Hope this helps a bit, not sure if i have but i tried!
 
I know exactly what you mean. The Spangly Princessley One loves being an only child and doesn't much like other dogs. She's nervous of them and if off her lead while out will run the other side of the field to avoid them. However when we dog sit for friends she's very stand offish to begin with but after a day or so soon settles down.

We had a friends Munsterlander to stay at Christmas and I have to admitt this Lab girl has had her head turned. Billy Wizz was just georgeous and to see the two out running togther was like the little and large show.

I'm still very torn though and certainly wouldn't want to introduce something LB was unhappy with. But having said that I felt the same way about my Labradour and if the spaniel hadn't been in dire need of rescuing would not have considered another dog while I still had him. They soon settled but it was probably easier as Alan was a lone male and we introduced a LB (Little Bitch)

Sorry not much help am I?

JDx
 
This is what I am dreadng, taking on a rescue, then the doggy upsetting my dogs and having to give him/her back. That would kill me. I know my responsibility first and foremost is to my current dogs.

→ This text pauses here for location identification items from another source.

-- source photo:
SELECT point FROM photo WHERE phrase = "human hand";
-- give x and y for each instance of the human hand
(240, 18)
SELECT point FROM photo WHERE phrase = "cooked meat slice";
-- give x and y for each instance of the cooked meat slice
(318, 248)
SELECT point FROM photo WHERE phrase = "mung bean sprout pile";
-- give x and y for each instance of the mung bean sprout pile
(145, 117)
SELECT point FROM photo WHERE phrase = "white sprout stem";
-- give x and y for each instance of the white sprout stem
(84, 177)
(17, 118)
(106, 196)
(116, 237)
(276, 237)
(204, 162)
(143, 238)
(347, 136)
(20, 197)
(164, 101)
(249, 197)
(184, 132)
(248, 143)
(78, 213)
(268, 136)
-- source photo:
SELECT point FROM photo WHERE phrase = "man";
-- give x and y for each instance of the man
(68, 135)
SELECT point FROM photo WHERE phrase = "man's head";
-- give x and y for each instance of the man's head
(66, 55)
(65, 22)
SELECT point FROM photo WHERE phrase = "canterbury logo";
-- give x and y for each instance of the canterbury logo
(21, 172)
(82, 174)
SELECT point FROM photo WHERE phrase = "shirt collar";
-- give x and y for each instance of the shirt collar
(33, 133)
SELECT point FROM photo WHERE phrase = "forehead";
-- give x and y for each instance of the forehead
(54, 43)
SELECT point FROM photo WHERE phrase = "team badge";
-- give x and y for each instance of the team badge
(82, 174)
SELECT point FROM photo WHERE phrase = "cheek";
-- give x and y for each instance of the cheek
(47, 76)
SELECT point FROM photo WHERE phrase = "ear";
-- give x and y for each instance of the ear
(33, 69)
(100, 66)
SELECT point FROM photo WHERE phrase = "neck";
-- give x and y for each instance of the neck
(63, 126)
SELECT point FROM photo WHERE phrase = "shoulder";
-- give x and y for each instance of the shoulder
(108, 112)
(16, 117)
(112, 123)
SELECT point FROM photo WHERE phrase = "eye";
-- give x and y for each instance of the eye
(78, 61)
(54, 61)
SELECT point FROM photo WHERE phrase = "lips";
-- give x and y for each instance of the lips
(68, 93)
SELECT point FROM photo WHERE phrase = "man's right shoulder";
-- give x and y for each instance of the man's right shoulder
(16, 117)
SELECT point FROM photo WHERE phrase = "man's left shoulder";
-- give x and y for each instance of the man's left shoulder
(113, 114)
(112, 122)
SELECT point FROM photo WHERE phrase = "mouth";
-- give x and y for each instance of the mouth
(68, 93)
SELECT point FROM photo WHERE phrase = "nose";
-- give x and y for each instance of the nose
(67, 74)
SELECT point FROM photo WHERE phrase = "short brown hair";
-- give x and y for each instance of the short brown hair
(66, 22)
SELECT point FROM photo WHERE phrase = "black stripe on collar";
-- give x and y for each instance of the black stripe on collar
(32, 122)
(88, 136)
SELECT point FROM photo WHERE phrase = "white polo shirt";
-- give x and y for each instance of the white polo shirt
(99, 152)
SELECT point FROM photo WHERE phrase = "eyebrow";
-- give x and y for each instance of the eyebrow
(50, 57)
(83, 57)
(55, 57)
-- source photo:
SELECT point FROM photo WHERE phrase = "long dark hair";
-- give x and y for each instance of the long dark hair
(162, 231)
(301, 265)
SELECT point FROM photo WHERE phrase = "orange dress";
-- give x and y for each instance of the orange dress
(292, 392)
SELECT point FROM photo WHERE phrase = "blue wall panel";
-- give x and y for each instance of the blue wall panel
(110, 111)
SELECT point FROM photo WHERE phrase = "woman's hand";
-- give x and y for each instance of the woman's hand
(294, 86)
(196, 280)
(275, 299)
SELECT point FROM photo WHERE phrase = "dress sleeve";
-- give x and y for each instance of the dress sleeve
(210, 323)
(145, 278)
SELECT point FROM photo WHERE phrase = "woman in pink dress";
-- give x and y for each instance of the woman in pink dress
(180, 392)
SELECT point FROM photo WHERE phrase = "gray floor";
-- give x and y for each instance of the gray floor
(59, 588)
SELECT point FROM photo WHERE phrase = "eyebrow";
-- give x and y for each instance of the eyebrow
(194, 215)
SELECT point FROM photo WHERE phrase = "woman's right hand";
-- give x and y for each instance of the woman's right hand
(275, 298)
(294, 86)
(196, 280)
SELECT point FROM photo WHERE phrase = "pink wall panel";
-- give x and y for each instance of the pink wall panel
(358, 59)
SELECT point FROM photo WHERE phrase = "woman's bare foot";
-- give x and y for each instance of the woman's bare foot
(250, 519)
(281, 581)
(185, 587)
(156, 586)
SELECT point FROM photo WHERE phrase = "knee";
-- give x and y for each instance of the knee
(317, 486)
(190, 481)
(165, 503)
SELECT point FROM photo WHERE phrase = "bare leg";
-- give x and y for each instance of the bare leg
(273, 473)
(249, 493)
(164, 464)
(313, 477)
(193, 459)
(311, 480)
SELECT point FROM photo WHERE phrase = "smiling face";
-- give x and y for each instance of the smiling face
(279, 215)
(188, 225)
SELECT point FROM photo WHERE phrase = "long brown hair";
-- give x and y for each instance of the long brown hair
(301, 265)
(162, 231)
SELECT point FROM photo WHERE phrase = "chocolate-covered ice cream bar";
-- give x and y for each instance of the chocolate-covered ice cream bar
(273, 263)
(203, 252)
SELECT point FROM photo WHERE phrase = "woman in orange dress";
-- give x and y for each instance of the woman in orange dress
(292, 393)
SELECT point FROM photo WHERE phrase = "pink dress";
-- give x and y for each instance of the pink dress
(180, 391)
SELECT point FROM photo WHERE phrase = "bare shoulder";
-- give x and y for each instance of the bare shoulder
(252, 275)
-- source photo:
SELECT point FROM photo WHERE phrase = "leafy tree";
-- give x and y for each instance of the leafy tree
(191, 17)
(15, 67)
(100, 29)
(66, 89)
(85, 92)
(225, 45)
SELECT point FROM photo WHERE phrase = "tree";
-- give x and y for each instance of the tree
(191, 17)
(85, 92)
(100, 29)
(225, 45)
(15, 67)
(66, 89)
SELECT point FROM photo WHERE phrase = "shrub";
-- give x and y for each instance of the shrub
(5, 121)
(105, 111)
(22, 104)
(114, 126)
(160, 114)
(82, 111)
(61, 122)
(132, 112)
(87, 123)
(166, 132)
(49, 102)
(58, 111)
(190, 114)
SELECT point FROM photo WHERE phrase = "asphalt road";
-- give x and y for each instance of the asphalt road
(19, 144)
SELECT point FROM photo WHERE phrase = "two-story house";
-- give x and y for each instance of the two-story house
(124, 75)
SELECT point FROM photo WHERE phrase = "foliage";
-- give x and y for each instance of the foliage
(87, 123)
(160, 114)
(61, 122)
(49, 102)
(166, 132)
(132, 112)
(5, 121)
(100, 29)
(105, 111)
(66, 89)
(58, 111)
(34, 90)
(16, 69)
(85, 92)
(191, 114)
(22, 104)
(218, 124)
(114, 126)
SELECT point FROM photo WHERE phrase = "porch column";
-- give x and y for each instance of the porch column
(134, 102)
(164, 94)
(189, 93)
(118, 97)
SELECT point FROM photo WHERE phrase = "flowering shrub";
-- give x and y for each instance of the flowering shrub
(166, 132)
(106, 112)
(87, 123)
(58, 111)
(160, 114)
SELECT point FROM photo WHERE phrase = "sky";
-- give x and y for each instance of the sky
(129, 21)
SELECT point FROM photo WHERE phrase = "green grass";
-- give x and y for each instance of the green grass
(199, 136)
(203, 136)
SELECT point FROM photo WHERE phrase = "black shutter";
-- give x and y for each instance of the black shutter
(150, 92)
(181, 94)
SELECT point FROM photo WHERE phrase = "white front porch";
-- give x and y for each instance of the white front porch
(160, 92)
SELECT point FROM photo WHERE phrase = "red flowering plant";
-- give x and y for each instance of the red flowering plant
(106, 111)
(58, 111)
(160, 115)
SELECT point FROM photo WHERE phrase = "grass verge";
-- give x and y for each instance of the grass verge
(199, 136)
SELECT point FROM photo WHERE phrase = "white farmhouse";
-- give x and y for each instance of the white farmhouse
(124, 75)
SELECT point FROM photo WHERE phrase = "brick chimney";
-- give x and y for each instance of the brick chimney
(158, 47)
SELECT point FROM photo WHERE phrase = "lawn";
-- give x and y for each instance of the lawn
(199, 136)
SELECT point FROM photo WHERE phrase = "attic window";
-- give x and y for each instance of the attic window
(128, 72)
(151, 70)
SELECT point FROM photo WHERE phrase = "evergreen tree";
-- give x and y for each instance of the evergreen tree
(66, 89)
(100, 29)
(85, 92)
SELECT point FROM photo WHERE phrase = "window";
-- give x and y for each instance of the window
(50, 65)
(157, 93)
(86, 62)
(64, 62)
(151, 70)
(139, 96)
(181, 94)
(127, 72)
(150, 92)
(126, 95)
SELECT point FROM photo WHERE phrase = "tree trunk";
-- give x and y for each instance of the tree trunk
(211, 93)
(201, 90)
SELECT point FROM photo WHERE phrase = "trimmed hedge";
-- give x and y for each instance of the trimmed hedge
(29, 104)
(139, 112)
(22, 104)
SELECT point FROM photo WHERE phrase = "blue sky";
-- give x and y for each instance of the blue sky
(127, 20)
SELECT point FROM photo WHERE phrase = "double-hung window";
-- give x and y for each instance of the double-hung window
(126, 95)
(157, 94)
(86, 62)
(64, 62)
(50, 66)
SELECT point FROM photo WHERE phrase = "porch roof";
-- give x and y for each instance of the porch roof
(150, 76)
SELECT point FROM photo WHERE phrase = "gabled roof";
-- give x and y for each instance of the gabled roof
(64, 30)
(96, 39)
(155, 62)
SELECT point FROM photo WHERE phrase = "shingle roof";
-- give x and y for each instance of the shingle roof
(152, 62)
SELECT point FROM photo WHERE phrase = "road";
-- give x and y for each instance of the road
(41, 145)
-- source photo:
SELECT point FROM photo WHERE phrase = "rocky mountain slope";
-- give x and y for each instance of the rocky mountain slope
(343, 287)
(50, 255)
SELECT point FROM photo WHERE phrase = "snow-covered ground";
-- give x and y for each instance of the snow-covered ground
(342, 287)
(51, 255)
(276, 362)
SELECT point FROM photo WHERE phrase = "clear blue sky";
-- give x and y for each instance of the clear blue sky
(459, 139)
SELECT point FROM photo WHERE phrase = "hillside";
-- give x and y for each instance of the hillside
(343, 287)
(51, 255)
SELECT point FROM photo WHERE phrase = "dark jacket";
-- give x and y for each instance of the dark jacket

We took them for a walk down the yard yesterday with YO massive choc lab and th bitch loved him, as is normal, Roly was scared, and screamed when Lab tried to sniff his weiner, but soon started running along next to the lab, almost looking like he was having fun!

Days like that give me hope that maybe we can add another to our family, I do actually want a bigger dog (having a jrt means patting and robust cuddles are out lol) so its nice to see there's scope there, maybe.

If Cayla looks at this i wonder how she copes with her in and out big pack??
 
Initial nerves may soon wear off, like you say, I think we tend to stress out over things like this (I know I did) and that can transmit to the dog - FI with mine I went 'Oh crap, there's another dog' - and my boy went into protective mode because he knew I was scared, but not of what (his reaction, not the other dog)

Similarly, any initial stress Roly shows, worries you, and that can filter through to him, they are amazing at picking up vibes from us. Try being much more confident and see if that helps.

Another dog might change your pack dynamic completely.

Our last GSD bitch was a real wallflower when she was younger, we buddied her up with a little x-breed and she really came out of herself, she ended up having a wonderful temperament, never really really GSD brave but much better than she was and very calm.
We had to rehome the cross to a friend in town as she was wanting to chase livestock and was not very trainable but she helped N and for that we will always thank her!
 
I can be proof of CC's advice,
We took puppy out for the first time and panicked because of her "aggression" towards any other dog except the one she lives with.
Couple of weeks later voila she's a perfect little dog and loves eveyone(and her owner has stopped freaking out when she see's other dogs...)
Time, a secure enviroment and level headed handeling seems to be the way to go.